XM & Sirius merging will probably mean a lot of screw-job for satellite radio listeners, of which I used to be one (dropped before the merger became known, I just got fed up with Sirius' crap Indian customer service).
I think the name of the original company was Warner Cable. My experience was the same as yours though. Two or three name changes until Comcast absorbed the local operation.^ Was it actually Comcast back then? Or even a company bought by a company bought by Comcast? (This could go on for a while)
We had Cox cable (I think) around 1980-1981 and I have no idea how many times the name changed in all those years, or how many other companies got rolled into this fat fucking monopoly, but at least there's still at least 2 satellite companies to create some competition.
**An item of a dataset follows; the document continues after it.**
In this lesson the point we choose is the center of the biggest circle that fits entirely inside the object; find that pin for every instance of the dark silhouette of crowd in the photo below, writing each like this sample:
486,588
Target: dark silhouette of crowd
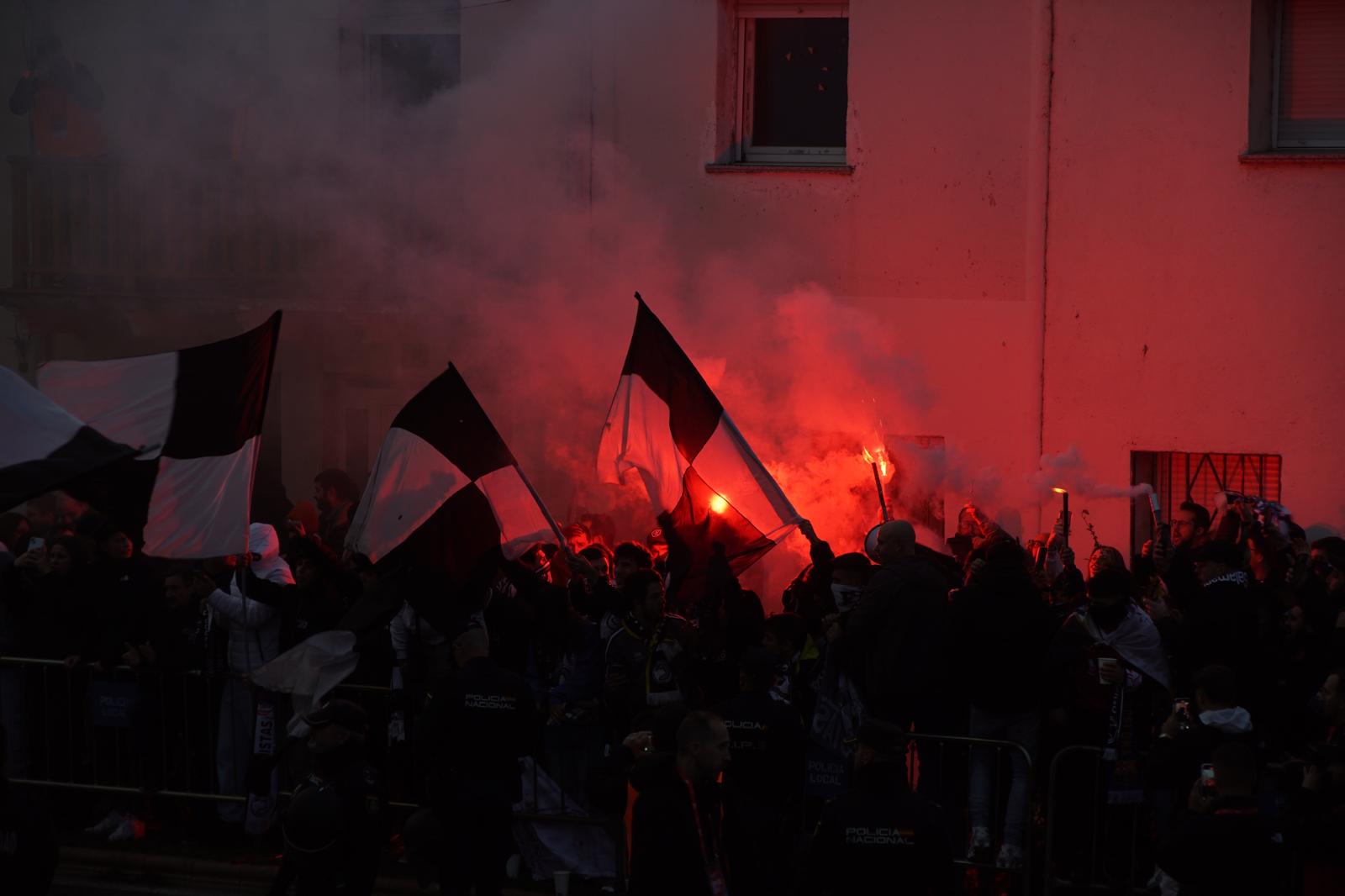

XM & Sirius merging will probably mean a lot of screw-job for satellite radio listeners, of which I used to be one (dropped before the merger became known, I just got fed up with Sirius' crap Indian customer service).
I'd been less than happy with them for a while. Moving the NFL Network was the last straw. The fact that I'd been a charter subscriber, and that loyalty is a two way street was was completely lost on them. Somehow they thought it was better to lose my almost $100 monthly subscription fee than give me the $5 sports tier that would have kept me on board. Go figure.
Never did the satellite radio thing, but I take your point. No competition means no service.